Prairie Flowers, Pioneer, and a Summer Swim

flower_lillie

As we approach the final week of the summer intensive, the season of transition has been accompanied by a whirlwind of activities: field trips, harvesting produce, visits from friends, writing papers, and impending goodbyes. Meanwhile, the Rieth Village landscape has been transitioning in its own way. The prairie has become a sea of yellow with purple accents, as the grey-headed coneflower, black-eyed susan, cup plant, and bee balm prairie flowers have come into full bloom. The fair weather this summer has induced bounty in the gardens to the point where we can hardly find homes for all the vegetables. The weeds have been equally vigorous. They’re so far gone in some places that we’ve begun a desperate quest to remove foxtail seed heads before they can spread.

templen_trio

The field trips over the past several weeks have been diverse and engaging. On the 17th, we drove north into Michigan to tour the DuPont Pioneer Hi-Bred seed corn plant in Constantine. It is amazing to think of how many tiny corn kernels are unloaded, cleaned, sorted, dried, treated, and packaged each day during harvest in this industrial setting. After Pioneer, we visited Henry Miller’s 2000-acre crop farm to learn about his strip-till and cover crop practices. Finally, we visited former ASI student Jon Templin’s farm near Three Rivers. After touring Jon’s Butternut Sustainable Farm and his ten impressive acres that supply high-end restaurants in Chicago, we were treated to a boat ride to cool off on a hot day.

We headed back into Michigan the following week to visit Tillers International, an educational farm with a mission to preserve and study low-capital technologies like draft animals that increase the sustainability of rural communities across the globe. There, I discovered that there is something humbling about steering a team of oxen. It embodies a kind of husbandry that has been all but lost in this part of the world.
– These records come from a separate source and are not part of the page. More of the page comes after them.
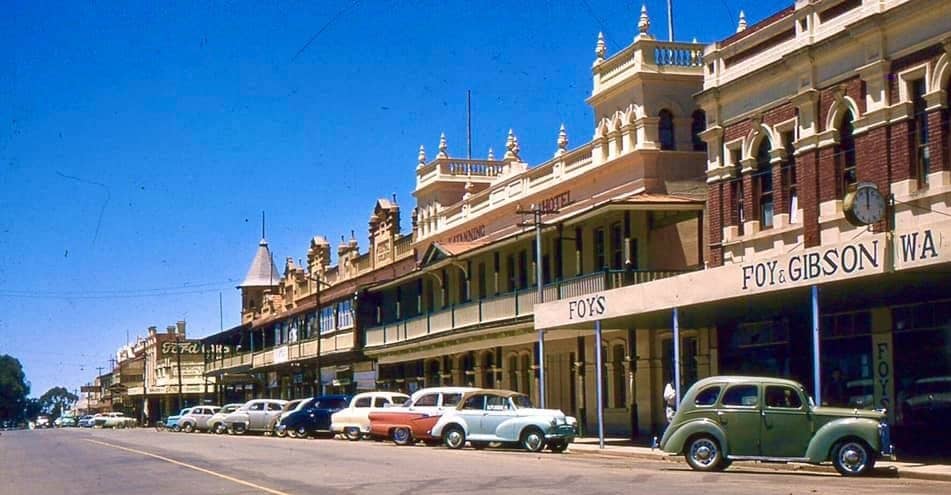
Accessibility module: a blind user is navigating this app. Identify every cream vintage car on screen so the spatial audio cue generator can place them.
[330,392,409,441]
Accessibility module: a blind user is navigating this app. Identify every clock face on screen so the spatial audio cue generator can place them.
[852,186,885,225]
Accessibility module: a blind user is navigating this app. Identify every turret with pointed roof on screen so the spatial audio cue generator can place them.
[238,238,281,323]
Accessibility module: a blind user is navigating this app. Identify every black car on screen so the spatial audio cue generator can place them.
[277,395,350,438]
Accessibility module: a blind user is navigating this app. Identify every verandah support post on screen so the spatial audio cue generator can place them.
[811,285,822,405]
[594,320,604,449]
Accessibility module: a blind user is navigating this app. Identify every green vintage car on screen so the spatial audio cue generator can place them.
[660,376,894,476]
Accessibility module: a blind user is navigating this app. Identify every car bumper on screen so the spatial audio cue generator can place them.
[545,424,578,442]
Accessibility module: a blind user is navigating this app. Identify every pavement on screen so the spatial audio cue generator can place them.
[569,437,951,482]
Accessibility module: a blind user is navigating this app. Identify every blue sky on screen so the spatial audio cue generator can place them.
[0,0,792,396]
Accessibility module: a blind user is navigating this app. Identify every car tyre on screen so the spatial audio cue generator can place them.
[442,425,466,450]
[832,439,875,476]
[684,435,726,472]
[343,426,363,442]
[520,427,545,452]
[390,426,413,446]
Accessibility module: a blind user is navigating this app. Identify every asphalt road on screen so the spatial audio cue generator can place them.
[0,428,951,495]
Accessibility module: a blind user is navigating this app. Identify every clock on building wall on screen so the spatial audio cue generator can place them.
[842,182,888,227]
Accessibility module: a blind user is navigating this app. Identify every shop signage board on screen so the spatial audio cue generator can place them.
[274,345,287,364]
[534,222,951,329]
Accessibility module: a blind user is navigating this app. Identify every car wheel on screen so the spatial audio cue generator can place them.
[521,427,545,452]
[343,426,363,442]
[391,426,413,445]
[442,426,466,450]
[832,440,875,476]
[548,440,568,454]
[684,435,726,471]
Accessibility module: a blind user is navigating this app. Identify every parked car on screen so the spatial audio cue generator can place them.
[53,416,77,428]
[898,376,951,426]
[178,406,221,433]
[208,402,244,435]
[264,399,307,438]
[660,376,894,476]
[430,389,578,452]
[165,407,192,431]
[223,399,287,435]
[94,412,136,428]
[369,387,478,445]
[330,392,409,441]
[277,395,350,438]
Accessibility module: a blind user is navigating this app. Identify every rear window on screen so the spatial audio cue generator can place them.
[723,385,759,407]
[413,394,439,406]
[693,385,720,406]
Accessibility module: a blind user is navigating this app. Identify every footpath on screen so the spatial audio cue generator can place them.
[568,437,951,482]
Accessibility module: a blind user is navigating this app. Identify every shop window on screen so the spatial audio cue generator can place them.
[594,228,608,270]
[753,138,773,230]
[518,249,528,289]
[337,299,353,328]
[657,108,674,150]
[730,177,746,235]
[781,131,799,223]
[835,111,858,198]
[611,344,627,408]
[690,110,707,151]
[911,79,931,184]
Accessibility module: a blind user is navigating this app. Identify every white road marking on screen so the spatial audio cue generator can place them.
[85,438,290,495]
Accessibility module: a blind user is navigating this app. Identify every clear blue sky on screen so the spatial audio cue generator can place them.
[0,0,792,396]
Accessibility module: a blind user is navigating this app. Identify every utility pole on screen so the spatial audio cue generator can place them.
[515,200,564,409]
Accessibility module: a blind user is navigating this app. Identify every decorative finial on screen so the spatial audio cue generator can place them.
[416,145,426,170]
[634,3,652,40]
[502,129,515,160]
[594,32,607,62]
[555,124,568,156]
[436,132,449,158]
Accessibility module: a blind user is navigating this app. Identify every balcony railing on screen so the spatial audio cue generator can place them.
[364,270,690,347]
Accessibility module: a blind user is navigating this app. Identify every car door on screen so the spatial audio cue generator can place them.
[456,394,486,439]
[261,402,284,429]
[480,395,518,440]
[248,402,267,430]
[760,385,812,457]
[717,383,762,456]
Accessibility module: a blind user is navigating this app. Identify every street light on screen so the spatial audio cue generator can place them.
[515,202,559,409]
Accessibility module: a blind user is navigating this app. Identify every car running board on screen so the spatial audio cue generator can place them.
[726,455,811,462]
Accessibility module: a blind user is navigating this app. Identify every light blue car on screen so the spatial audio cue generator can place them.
[165,407,192,431]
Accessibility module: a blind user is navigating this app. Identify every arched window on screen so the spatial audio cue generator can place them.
[690,110,707,151]
[519,354,532,395]
[657,108,674,150]
[753,137,773,229]
[836,111,857,198]
[611,344,627,408]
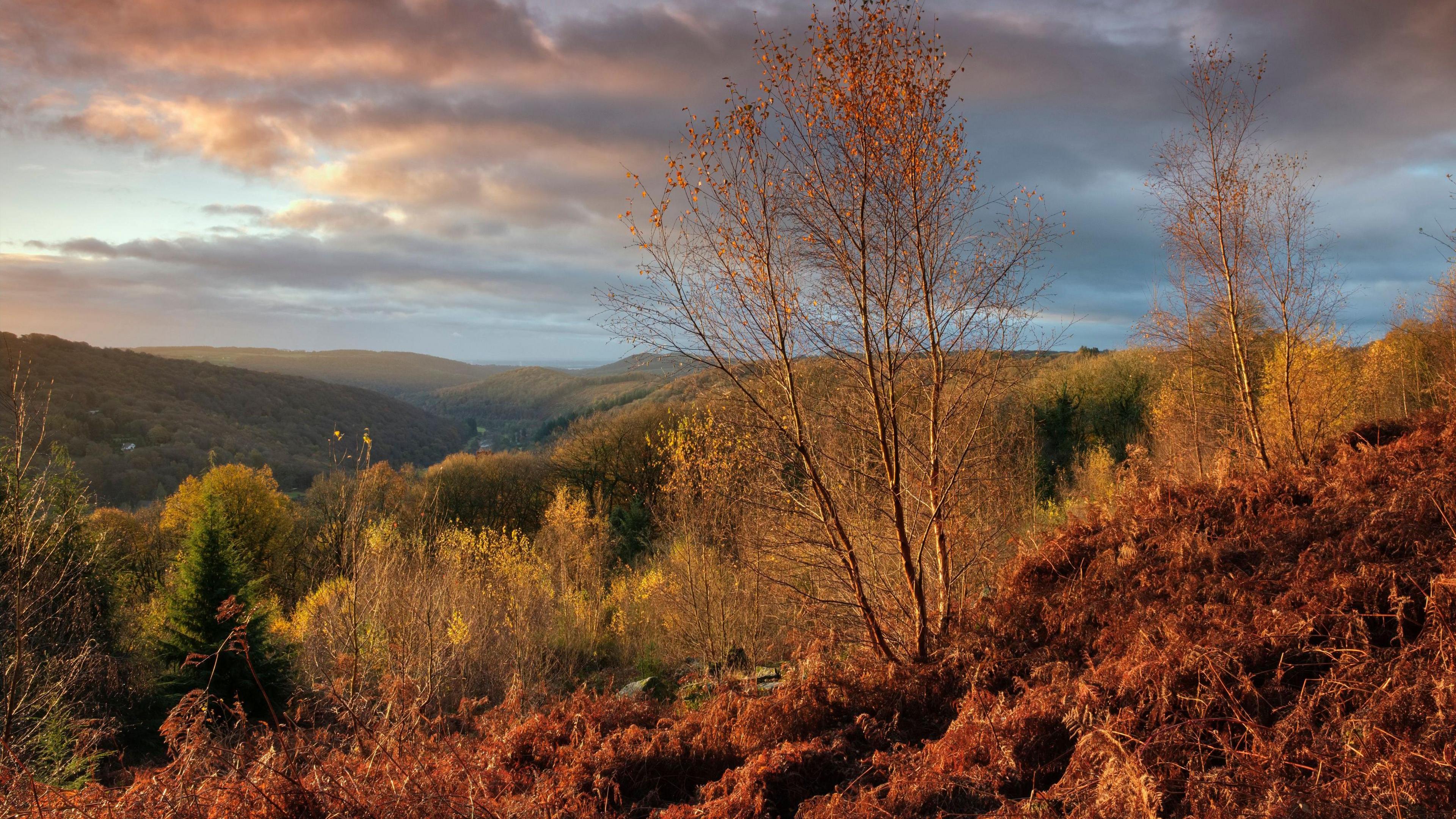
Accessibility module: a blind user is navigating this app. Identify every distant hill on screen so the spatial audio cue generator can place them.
[132,347,514,404]
[0,334,464,504]
[425,364,670,447]
[571,353,700,377]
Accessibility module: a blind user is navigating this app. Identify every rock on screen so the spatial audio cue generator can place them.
[617,676,661,700]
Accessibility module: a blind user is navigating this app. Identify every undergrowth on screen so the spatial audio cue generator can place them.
[11,415,1456,819]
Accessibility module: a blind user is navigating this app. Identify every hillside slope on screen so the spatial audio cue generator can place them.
[424,361,668,446]
[0,334,463,504]
[42,417,1456,819]
[134,347,511,404]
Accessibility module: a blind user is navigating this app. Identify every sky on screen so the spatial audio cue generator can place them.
[0,0,1456,361]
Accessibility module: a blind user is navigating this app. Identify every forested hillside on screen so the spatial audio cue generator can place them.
[134,347,511,404]
[0,334,464,504]
[424,358,667,447]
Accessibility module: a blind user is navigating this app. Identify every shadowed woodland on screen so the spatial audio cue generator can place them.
[0,2,1456,819]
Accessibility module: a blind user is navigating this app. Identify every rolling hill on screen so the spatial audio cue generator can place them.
[0,334,464,504]
[132,347,513,404]
[424,367,670,446]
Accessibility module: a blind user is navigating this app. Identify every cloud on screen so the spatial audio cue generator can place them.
[0,0,1456,345]
[58,95,313,173]
[202,204,268,219]
[268,200,402,233]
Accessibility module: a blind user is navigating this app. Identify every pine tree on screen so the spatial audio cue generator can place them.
[153,498,290,719]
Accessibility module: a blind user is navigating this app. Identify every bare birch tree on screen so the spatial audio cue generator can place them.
[1147,42,1271,469]
[604,0,1056,662]
[1252,156,1344,465]
[0,345,105,783]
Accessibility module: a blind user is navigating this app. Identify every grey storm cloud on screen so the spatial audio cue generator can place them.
[0,0,1456,354]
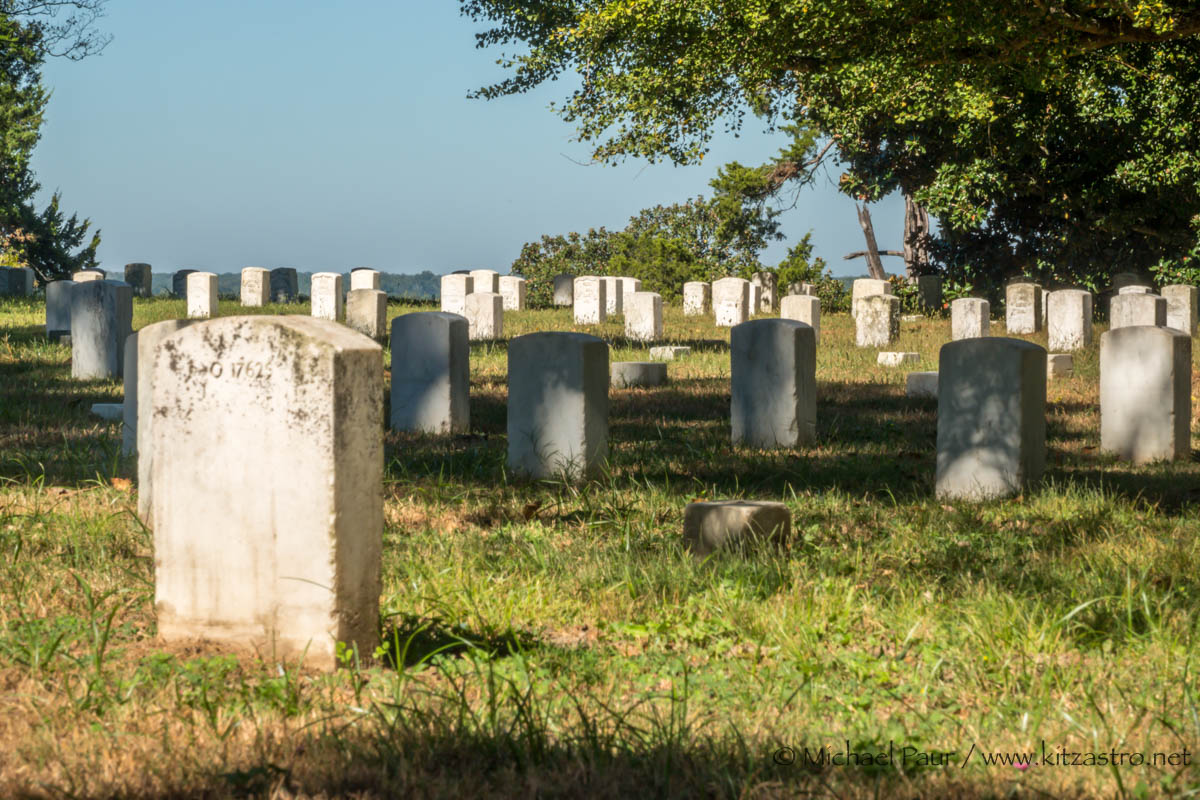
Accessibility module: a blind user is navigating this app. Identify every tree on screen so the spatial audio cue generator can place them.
[462,0,1200,292]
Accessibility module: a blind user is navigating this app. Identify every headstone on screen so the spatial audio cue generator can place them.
[683,500,792,558]
[121,319,198,472]
[624,291,662,342]
[730,319,817,447]
[170,270,196,300]
[150,314,383,669]
[1163,284,1196,336]
[346,289,388,342]
[1109,294,1166,331]
[875,353,920,367]
[611,361,667,389]
[187,272,217,318]
[713,278,750,327]
[391,311,470,434]
[508,331,608,481]
[950,297,991,342]
[46,281,76,342]
[574,275,608,325]
[554,272,575,308]
[1046,353,1075,380]
[71,281,133,379]
[750,271,779,314]
[850,278,895,317]
[683,281,713,317]
[904,372,937,399]
[350,266,386,292]
[463,291,504,342]
[854,294,900,348]
[271,266,300,302]
[1046,289,1092,351]
[469,270,500,294]
[125,261,154,297]
[1100,325,1192,464]
[1004,282,1043,335]
[442,272,475,317]
[936,337,1046,500]
[500,275,526,311]
[308,272,346,323]
[779,294,821,344]
[241,266,271,308]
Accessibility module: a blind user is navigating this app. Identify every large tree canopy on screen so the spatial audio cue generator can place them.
[462,0,1200,291]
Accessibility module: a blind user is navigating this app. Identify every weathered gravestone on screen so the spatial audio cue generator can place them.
[779,294,821,344]
[463,291,504,342]
[71,281,133,378]
[936,337,1046,500]
[187,272,217,318]
[241,266,271,308]
[574,275,608,325]
[125,261,154,297]
[442,272,475,317]
[854,294,900,347]
[683,281,713,317]
[508,333,608,481]
[391,311,470,434]
[1100,325,1192,464]
[308,272,346,323]
[730,319,817,447]
[713,278,750,327]
[150,317,383,669]
[950,297,991,341]
[1004,282,1043,333]
[346,289,388,342]
[1046,289,1092,350]
[624,291,662,342]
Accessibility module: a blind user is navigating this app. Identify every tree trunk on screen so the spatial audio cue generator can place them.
[857,203,888,281]
[904,194,929,281]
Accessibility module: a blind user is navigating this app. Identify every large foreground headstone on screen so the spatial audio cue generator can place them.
[730,319,817,447]
[713,278,750,327]
[71,281,133,378]
[241,266,271,308]
[125,261,154,297]
[683,281,713,317]
[187,272,217,318]
[936,337,1046,500]
[346,289,388,342]
[1163,283,1196,336]
[442,272,475,317]
[1046,289,1092,351]
[574,275,608,325]
[779,294,821,344]
[1100,325,1192,464]
[854,292,900,347]
[950,297,991,341]
[391,311,470,434]
[1004,282,1043,333]
[624,291,662,342]
[508,333,608,481]
[310,272,346,323]
[150,317,383,668]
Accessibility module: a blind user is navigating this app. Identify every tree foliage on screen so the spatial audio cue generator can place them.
[461,0,1200,293]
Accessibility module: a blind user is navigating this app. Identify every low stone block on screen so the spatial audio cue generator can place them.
[683,500,792,558]
[612,361,667,389]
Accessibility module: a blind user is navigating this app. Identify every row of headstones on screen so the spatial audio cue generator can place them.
[136,312,1192,667]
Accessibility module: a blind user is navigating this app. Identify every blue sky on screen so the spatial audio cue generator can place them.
[34,0,904,275]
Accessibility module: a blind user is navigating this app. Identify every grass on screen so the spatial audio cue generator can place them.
[0,300,1200,798]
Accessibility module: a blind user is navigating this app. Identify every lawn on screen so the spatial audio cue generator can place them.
[0,299,1200,798]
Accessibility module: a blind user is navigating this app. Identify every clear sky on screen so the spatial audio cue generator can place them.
[34,0,904,275]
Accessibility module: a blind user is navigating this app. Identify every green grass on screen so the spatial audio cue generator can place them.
[0,300,1200,798]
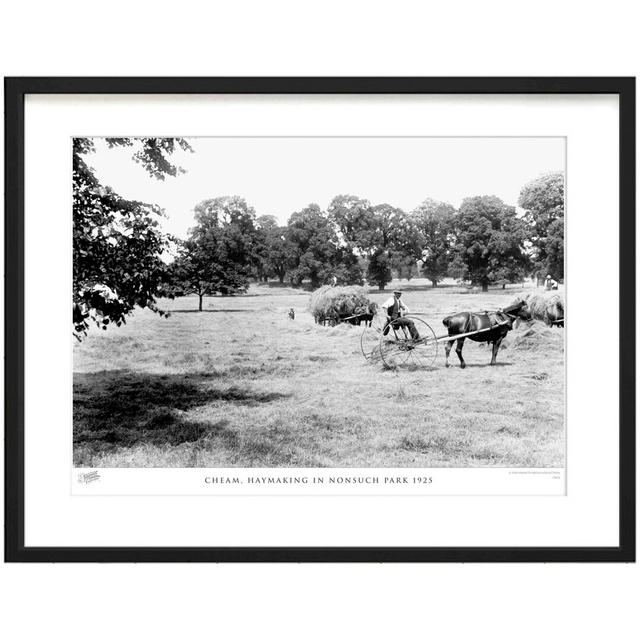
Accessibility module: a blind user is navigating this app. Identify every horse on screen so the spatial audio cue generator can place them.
[442,300,531,369]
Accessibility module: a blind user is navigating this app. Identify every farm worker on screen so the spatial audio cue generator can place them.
[544,275,558,291]
[381,291,420,340]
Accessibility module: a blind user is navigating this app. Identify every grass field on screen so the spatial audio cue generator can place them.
[74,280,564,467]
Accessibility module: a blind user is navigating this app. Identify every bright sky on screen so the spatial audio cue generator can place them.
[87,137,565,237]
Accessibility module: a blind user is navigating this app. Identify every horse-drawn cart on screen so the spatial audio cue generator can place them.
[360,303,521,369]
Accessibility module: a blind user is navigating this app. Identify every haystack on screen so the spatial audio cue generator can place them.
[502,320,564,351]
[309,286,376,323]
[522,291,564,325]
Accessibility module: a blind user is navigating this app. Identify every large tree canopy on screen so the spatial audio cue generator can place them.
[454,196,527,291]
[518,171,564,280]
[167,196,257,311]
[73,138,191,339]
[411,198,456,287]
[286,204,362,287]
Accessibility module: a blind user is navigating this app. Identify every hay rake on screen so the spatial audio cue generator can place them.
[360,314,508,369]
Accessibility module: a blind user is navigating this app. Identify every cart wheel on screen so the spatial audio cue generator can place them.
[360,316,382,363]
[380,315,438,369]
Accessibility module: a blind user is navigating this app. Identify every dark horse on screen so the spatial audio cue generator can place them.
[442,300,530,369]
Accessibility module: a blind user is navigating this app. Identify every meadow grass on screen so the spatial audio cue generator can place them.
[74,280,564,467]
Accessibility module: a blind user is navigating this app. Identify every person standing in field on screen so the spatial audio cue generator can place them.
[380,291,420,340]
[544,275,558,291]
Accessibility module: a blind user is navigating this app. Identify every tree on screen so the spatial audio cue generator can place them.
[329,195,416,291]
[411,198,456,287]
[256,215,294,284]
[168,196,255,311]
[453,196,528,291]
[518,171,564,280]
[286,204,361,288]
[73,138,191,340]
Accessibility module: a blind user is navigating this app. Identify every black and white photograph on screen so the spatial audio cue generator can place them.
[70,135,568,470]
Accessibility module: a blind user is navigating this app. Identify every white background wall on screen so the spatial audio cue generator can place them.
[0,0,640,640]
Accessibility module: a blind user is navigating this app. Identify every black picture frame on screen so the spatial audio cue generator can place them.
[5,77,636,562]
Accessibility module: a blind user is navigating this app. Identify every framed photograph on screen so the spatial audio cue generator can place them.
[5,78,635,562]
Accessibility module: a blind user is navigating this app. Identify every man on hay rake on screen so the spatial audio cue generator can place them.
[381,291,420,340]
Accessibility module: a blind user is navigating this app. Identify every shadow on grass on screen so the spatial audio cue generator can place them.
[73,370,285,453]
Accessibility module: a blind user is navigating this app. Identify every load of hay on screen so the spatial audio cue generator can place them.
[502,320,564,351]
[309,286,377,325]
[523,291,564,326]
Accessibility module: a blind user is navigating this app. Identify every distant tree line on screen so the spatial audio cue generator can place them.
[73,138,564,332]
[165,173,564,306]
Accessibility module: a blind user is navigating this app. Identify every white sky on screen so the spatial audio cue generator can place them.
[87,137,565,237]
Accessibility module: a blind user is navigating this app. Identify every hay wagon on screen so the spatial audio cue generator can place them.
[360,314,507,369]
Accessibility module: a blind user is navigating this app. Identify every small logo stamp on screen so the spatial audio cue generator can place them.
[78,471,100,484]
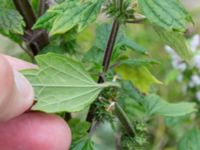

Without trying to romanticize too much, I believe Tillers efforts of using low-input methods is exactly what Wendell Berry envisioned when he wrote that “husbandry is the name of all practices that sustain life by connecting us conservingly to our places and our world; it is the art of keeping tied all the strands in the living network that sustain us.” Food for thought.

Other exciting experiences on the Merry Lea farm recently have included selling (or attempting to sell) produce at the Elkhart County Fair, getting a new BCS walking tractor, and clearing the site for the future animal barn. As fun as it looks, following a root deeper and deeper into the soil in a futile attempt to find its end was not our favorite activity.

stump pickin

As we prepare for final exams and project deadlines, it has been fun to look back on a summer of learning communally, exploring concepts, and building relationships. We’ve learned and done so much in such a short period of time! I know for a fact that no matter where life takes us next, whether it’s back to the books, beginning a new job, or starting up a farm of our own, we will look back fondly on the summer of 2013 at Merry Lea and strive to incorporate the values we’ve formed here into the fabric of our lives.